Baltic amber yields on dry distillation succinic acid, the proportion varying from about 3% to 8%, and being greatest in the pale opaque or bony varieties. The aromatic and irritating fumes emitted by burning amber are mainly due to this acid. Baltic amber is distinguished by its yield of succinic acid, hence the name succinite. Succinite has a hardness between 2 and 3, which is rather greater than that of many other fossil resins. Its specific gravity varies from 1.05 to 1.10. It can be distinguished from other ambers via IR spectroscopy due to a specific carbonyl absorption peak. IR spectroscopy can detect the relative age of an amber sample. Succinic acid may not be an original component of amber, but rather a degradation product of abietic acid.

Ib:
Like class Ia ambers, these are based on communic acid; however, they lack succinic acid.

Ic:
This class is mainly based on enantio-labdatrienonic acids, such as ozic and zanzibaric acids. Its most familiar representative is Dominican amber.
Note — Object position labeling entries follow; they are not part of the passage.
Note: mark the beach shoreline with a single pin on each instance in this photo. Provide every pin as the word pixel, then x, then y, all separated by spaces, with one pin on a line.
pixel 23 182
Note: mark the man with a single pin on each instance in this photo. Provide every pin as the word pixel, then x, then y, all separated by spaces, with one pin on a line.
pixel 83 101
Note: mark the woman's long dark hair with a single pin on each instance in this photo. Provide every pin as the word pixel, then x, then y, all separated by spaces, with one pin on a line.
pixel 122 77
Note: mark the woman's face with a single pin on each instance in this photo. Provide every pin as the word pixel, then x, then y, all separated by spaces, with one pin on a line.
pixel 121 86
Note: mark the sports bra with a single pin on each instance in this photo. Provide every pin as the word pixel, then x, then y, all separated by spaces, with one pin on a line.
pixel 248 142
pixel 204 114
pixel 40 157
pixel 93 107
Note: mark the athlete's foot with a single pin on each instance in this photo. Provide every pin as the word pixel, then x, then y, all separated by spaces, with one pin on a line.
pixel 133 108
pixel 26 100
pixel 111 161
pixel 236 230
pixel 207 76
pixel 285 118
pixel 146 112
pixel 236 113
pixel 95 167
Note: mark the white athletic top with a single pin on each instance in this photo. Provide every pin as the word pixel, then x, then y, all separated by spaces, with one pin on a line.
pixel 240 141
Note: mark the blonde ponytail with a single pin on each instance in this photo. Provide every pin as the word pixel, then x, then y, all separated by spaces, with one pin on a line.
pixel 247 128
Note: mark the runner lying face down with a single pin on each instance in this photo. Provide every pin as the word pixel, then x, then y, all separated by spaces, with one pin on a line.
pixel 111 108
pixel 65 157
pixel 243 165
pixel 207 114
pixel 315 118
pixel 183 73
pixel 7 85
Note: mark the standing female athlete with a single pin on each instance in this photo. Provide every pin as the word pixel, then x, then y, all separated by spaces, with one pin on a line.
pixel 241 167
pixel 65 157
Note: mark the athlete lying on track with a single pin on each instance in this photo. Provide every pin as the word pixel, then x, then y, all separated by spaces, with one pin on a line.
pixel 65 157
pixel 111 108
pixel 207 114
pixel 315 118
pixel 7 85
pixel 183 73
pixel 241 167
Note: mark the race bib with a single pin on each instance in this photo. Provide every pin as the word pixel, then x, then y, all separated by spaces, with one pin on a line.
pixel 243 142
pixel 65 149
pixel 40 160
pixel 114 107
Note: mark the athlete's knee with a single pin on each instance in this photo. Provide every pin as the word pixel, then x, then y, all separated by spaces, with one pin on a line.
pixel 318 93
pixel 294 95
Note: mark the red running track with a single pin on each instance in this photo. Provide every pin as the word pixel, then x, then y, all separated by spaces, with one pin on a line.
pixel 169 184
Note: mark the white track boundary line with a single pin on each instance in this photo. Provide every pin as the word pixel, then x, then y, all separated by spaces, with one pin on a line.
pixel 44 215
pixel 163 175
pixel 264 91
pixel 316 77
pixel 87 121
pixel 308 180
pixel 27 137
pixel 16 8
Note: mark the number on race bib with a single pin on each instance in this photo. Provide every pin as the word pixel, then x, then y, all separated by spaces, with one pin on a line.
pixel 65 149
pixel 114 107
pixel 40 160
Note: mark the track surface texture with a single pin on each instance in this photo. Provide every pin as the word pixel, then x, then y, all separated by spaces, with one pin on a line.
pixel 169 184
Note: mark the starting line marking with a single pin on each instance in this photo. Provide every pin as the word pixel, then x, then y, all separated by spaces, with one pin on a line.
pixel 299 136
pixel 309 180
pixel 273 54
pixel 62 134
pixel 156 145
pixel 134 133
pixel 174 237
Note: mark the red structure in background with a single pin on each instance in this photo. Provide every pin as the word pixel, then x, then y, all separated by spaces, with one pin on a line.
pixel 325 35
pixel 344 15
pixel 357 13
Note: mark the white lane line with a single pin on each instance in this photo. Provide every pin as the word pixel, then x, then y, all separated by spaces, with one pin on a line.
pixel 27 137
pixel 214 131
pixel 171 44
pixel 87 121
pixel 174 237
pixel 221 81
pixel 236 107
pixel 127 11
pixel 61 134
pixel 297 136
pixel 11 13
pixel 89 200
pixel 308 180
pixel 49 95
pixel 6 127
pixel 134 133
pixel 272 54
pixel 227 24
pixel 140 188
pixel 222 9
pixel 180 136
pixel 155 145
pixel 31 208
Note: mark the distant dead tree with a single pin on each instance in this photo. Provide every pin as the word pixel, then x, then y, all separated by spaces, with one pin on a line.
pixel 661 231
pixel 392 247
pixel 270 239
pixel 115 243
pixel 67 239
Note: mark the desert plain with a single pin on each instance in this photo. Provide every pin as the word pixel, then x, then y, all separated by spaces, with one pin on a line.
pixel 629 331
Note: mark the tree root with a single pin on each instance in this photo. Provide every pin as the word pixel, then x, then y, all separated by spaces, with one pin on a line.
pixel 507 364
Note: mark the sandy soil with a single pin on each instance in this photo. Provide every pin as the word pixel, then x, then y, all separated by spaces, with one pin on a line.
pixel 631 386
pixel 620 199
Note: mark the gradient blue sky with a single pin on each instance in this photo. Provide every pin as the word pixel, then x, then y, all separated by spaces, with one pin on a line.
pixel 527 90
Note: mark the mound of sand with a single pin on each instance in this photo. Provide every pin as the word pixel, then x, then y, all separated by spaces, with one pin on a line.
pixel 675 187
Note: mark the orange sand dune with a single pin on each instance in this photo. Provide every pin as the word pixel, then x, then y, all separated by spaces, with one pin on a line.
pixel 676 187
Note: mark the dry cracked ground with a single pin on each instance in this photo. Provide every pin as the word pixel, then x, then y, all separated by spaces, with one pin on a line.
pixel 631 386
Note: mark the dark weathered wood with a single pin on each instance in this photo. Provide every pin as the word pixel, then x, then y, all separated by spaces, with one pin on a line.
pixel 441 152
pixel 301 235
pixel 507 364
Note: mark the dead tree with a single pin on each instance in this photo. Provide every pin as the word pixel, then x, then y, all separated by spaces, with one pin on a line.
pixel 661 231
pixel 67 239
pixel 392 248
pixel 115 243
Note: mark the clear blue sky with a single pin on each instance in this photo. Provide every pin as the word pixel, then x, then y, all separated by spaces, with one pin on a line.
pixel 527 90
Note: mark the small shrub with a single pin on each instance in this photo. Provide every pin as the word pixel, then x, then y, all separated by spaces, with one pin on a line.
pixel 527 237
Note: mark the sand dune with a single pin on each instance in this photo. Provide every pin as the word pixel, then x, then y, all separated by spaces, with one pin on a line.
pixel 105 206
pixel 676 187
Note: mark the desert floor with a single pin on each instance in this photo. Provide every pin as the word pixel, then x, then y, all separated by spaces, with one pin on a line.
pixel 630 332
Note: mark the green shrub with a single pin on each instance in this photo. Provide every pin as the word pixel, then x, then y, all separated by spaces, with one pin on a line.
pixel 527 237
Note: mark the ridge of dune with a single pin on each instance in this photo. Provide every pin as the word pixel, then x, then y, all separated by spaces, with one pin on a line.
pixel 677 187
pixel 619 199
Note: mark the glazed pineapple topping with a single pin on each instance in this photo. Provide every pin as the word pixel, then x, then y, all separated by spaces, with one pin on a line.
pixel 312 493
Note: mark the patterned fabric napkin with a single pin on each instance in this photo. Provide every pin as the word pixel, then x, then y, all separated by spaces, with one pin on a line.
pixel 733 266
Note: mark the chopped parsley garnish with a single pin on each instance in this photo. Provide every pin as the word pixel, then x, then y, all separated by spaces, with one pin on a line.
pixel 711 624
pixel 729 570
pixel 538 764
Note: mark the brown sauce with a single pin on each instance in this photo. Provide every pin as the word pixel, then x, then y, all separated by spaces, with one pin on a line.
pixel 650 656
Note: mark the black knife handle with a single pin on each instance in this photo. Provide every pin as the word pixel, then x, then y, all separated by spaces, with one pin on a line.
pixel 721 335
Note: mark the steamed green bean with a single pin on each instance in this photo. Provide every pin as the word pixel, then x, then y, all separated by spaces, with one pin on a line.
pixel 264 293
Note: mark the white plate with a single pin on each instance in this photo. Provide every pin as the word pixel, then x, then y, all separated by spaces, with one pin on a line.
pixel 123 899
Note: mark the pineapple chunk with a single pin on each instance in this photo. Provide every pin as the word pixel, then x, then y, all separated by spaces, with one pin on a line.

Dominican amber differentiates itself from Baltic amber by being mostly transparent and often containing a higher number of fossil inclusions. This has enabled the detailed reconstruction of the ecosystem of a long-vanished tropical forest. Resin from the extinct species Hymenaea protera is the source of Dominican amber and probably of most amber found in the tropics. It is not "succinite" but "retinite".

Class II:
These ambers are formed from resins with a sesquiterpenoid base, such as cadinene.

Class III:
These ambers are polystyrenes.

Class IV:
This class is something of a wastebasket; its ambers are not polymerized, but mainly consist of cedarane-based sesquiterpenoids.

Class V:
Class V resins are considered to be produced by a pine or pine relative. They comprise a mixture of diterpinoid resins and n-alkyl compounds. Their type mineral is highgate copalite.

Classification of Baltic amber (succinite) gemstones by the International Amber Association
Natural Baltic amber – gemstone which has undergone mechanical treatment only (for instance: grinding, cutting, turning or polishing) without any change to its natural properties

Modified Baltic amber – gemstone subjected only to thermal or high-pressure treatment, which changed its physical properties, including the degree of transparency and color, or shaped under similar conditions out of one nugget, previously cut to the required size.

Reconstructed (pressed) Baltic amber – gemstone made of Baltic amber pieces pressed in high temperature and under high pressure without additional components.

Bonded Baltic amber – gemstone consisting of two or more parts of natural, modified or reconstructed Baltic amber bonded together with the use of the smallest possible amount of a colorless binding agent necessary to join the pieces.